I am speaking more of saying goodbye to someone who has passed beyond life. Most people think that kind of goodbye is the hardest of all, but it isn’t for those who have hope in Jesus Christ. We know that even though such a goodbye is difficult, it is not permanent.
David wasn’t a saint….
Scripture tells us that when the prophet Nathan confronted David about his sin of adultery and murder, that David, in complete humility, repented of his sin. Sin always carries with it a price, though, and Nathan told him that the son Bathsheba had borne him would die as a result of his actions. Shortly after that, his son became sick and, after lingering seven days, the child died.
During the time of his son’s illness, David pleaded with God for the infant’s life. He fasted and prayed and lay on the ground for days. The leaders of the nation, feeling that this was unbecoming to a king, begged him to get up and eat with them, but he refused.
Then a strange thing happened. When the child had died, David got up, took a bath, put on his most presentable clothes, went to the Tabernacle to worship the Lord, and then came back to the palace and ate. Puzzled by his actions, his advisers asked him why he’d behaved the way he had.
David replied, “I fasted and wept while the child was alive, for I said, ‘Perhaps the Lord will be gracious to me and let the child live.’ But why should I fast when he is dead? Can I bring him back again?

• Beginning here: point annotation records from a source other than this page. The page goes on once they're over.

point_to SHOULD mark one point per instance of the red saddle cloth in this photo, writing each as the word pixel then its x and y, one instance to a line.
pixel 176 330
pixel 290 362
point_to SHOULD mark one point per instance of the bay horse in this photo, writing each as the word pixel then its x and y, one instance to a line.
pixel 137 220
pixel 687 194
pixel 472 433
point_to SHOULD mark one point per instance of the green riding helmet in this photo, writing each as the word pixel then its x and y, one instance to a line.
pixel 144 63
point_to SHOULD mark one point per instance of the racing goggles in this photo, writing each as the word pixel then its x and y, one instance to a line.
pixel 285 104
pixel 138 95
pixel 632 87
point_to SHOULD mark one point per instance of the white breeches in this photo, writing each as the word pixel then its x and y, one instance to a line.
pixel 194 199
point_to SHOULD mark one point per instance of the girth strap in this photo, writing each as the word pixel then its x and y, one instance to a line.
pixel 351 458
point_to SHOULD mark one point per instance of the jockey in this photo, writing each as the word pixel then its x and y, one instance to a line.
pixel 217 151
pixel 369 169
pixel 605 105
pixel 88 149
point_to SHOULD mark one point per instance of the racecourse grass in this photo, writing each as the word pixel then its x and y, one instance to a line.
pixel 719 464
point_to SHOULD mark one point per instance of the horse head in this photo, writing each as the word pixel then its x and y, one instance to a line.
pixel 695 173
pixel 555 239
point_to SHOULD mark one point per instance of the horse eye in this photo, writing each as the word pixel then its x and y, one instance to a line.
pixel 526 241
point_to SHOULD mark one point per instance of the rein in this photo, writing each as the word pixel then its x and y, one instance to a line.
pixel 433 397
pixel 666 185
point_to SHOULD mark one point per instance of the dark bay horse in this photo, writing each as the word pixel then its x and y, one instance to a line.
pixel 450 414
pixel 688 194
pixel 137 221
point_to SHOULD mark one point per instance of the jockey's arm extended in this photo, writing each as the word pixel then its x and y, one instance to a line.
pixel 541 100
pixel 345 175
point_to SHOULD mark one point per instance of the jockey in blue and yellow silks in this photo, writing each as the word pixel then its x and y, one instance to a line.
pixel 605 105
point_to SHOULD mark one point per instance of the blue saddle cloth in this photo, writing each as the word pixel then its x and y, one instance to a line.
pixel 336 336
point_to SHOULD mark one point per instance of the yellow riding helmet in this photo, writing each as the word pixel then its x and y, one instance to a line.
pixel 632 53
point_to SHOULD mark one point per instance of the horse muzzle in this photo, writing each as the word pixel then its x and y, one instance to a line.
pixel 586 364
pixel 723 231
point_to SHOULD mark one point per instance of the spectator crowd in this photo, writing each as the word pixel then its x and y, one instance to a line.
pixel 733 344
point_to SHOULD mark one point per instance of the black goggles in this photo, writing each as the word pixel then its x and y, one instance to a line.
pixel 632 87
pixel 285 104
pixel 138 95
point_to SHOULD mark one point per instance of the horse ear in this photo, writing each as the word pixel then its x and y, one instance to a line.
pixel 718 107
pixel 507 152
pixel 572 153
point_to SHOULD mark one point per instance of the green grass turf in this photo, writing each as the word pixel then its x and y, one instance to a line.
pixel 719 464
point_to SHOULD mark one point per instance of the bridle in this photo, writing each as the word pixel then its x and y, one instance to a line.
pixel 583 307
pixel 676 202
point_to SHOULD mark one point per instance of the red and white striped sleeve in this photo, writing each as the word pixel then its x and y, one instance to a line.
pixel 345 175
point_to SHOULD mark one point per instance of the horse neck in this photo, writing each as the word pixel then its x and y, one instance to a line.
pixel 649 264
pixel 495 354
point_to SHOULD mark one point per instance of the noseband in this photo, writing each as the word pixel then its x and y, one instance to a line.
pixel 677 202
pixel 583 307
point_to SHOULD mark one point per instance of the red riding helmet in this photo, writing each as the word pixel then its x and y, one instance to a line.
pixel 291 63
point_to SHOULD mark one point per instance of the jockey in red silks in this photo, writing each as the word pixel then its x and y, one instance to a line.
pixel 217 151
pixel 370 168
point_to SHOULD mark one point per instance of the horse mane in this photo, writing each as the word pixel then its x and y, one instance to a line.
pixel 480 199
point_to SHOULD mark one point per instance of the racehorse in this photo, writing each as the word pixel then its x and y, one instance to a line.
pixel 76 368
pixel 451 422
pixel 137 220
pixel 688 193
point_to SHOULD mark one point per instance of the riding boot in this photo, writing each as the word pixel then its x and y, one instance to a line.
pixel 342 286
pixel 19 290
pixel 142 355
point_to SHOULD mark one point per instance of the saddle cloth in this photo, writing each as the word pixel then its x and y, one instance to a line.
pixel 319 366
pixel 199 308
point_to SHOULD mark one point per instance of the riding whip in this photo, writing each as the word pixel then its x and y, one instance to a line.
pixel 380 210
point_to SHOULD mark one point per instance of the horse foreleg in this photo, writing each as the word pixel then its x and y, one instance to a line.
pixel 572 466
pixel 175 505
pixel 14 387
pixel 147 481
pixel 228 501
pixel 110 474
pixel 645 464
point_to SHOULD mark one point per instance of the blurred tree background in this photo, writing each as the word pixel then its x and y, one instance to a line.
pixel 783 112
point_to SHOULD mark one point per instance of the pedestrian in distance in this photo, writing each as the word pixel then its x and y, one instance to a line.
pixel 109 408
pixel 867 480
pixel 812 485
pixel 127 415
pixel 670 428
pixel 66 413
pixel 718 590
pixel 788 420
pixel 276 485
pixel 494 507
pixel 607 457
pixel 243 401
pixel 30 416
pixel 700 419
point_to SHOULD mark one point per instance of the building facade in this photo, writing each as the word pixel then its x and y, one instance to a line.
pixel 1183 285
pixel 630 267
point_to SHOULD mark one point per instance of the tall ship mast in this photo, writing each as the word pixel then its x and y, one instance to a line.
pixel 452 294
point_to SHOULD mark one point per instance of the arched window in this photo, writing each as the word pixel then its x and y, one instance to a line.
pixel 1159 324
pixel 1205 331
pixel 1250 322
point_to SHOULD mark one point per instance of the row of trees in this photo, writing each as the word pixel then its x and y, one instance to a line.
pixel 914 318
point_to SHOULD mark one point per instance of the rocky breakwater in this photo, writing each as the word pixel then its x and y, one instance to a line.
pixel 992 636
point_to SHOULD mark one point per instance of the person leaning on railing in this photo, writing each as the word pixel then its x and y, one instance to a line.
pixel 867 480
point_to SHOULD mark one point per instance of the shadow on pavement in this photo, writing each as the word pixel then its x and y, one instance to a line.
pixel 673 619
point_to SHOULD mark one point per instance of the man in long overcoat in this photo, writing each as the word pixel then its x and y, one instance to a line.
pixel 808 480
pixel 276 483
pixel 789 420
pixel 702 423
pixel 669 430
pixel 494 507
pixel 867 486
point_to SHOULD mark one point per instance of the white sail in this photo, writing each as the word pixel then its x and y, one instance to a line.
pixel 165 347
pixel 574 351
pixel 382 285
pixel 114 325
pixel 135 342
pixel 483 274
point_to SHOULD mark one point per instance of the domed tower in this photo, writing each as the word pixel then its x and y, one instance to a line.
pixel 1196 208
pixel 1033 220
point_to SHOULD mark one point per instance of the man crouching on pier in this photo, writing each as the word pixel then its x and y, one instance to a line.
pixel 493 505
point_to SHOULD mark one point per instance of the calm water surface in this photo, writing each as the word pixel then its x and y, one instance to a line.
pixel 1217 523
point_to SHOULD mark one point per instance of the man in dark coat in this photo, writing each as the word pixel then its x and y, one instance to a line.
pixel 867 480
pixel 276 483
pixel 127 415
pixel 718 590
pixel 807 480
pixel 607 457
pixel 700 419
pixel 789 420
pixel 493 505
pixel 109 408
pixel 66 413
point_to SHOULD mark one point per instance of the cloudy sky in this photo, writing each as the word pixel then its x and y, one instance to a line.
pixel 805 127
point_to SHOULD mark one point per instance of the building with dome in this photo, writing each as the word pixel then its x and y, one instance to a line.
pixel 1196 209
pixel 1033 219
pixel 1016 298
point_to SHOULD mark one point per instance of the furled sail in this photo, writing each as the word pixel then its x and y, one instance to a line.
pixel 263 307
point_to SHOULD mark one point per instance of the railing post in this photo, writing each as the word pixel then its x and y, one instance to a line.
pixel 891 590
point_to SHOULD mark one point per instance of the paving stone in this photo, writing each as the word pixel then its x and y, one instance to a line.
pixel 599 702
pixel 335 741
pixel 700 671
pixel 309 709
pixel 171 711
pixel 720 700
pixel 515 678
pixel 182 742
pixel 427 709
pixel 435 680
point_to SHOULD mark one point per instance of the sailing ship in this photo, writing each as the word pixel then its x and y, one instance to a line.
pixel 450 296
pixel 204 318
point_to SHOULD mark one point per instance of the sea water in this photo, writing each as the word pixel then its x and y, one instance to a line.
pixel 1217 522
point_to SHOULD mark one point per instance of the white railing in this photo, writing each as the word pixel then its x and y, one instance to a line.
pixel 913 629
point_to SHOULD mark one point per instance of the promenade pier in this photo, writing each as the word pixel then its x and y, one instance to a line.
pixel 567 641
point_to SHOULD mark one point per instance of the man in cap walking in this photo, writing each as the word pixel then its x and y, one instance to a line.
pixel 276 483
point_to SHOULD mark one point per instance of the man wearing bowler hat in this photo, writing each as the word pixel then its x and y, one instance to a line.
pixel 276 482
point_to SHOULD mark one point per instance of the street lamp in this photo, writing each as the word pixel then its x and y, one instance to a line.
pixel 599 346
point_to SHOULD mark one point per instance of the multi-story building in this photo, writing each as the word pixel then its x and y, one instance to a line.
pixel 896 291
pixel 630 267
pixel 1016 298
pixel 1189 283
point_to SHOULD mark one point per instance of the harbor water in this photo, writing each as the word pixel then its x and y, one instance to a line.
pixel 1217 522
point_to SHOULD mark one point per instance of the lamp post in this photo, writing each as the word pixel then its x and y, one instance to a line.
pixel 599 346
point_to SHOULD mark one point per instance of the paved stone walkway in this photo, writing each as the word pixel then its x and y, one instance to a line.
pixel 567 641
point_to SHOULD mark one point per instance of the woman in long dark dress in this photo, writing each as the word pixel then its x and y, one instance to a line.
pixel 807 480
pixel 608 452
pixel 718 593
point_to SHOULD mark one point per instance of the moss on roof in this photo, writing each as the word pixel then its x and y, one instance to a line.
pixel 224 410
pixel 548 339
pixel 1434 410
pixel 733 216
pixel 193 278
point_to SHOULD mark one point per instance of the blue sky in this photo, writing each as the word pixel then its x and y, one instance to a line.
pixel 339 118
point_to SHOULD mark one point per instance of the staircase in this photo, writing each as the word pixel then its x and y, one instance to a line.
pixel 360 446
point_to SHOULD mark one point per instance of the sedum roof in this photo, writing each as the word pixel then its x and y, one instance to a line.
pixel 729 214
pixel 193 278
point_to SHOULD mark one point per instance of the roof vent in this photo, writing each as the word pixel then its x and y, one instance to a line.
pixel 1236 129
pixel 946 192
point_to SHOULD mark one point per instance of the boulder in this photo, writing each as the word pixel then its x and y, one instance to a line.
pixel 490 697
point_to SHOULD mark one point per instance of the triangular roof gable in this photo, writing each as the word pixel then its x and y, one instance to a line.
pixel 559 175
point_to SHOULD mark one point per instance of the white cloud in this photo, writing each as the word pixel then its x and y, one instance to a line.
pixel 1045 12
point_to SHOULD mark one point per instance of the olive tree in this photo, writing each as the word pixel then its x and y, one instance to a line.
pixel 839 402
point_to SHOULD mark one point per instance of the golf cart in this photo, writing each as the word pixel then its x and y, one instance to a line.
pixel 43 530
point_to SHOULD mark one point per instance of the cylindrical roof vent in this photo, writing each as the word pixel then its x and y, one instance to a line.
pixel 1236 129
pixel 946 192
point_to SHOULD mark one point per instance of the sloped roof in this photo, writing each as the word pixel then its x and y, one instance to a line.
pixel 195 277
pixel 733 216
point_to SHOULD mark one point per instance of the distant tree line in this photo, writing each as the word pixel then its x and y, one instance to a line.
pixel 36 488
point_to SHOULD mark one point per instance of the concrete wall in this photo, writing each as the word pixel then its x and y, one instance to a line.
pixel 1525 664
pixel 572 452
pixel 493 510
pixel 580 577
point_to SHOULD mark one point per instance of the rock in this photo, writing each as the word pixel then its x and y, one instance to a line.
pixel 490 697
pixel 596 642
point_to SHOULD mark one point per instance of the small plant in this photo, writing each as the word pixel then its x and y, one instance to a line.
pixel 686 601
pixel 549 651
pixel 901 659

I will go to him one day, but he cannot return to me.” 2 Samuel 12:22-23.
The hope of God’s children….
This short passage is a powerful statement of the fact that we will see our loved ones again. Our relationships won’t be the same as here on earth, but, nevertheless, we will see them. As Christians, we have that hope. I thank God for this scripture. It brings me great comfort to know that I’ll see my mother, my grandparents, my husband’s parents, and friends that have already gone on to be with the Lord.
It’s not a suggestion….
The tragedy occurs when you have someone who leaves life behind without the Lord. For those of us who know Christ, this situation puts an almost unbearable ache in our hearts. Loved ones, friends, strangers, enemies—it doesn’t matter who they are. Everyone needs the saving grace of Jesus. If you know of someone who doesn’t have a personal relationship with God, you are commanded to share with them the good news, the love of God, and the sacrifice of Jesus Christ for their sins and all the sins of the world. (Acts 1:8, John 3:16, 1 Corinthians 15:1-4) They need to know that it is a gift offered freely to all who will simply accept it, regardless of their circumstances. (Ephesians 2:8-9)
When someone who knows the Lord leaves this world, it is no longer “Goodbye,” but merely, “See you later, my friend.” That is the promise of our Lord and Savior, Jesus Christ—a simple gift with everlasting promise.
We will see each other again, my friend.
But for now, God bless and keep you all!!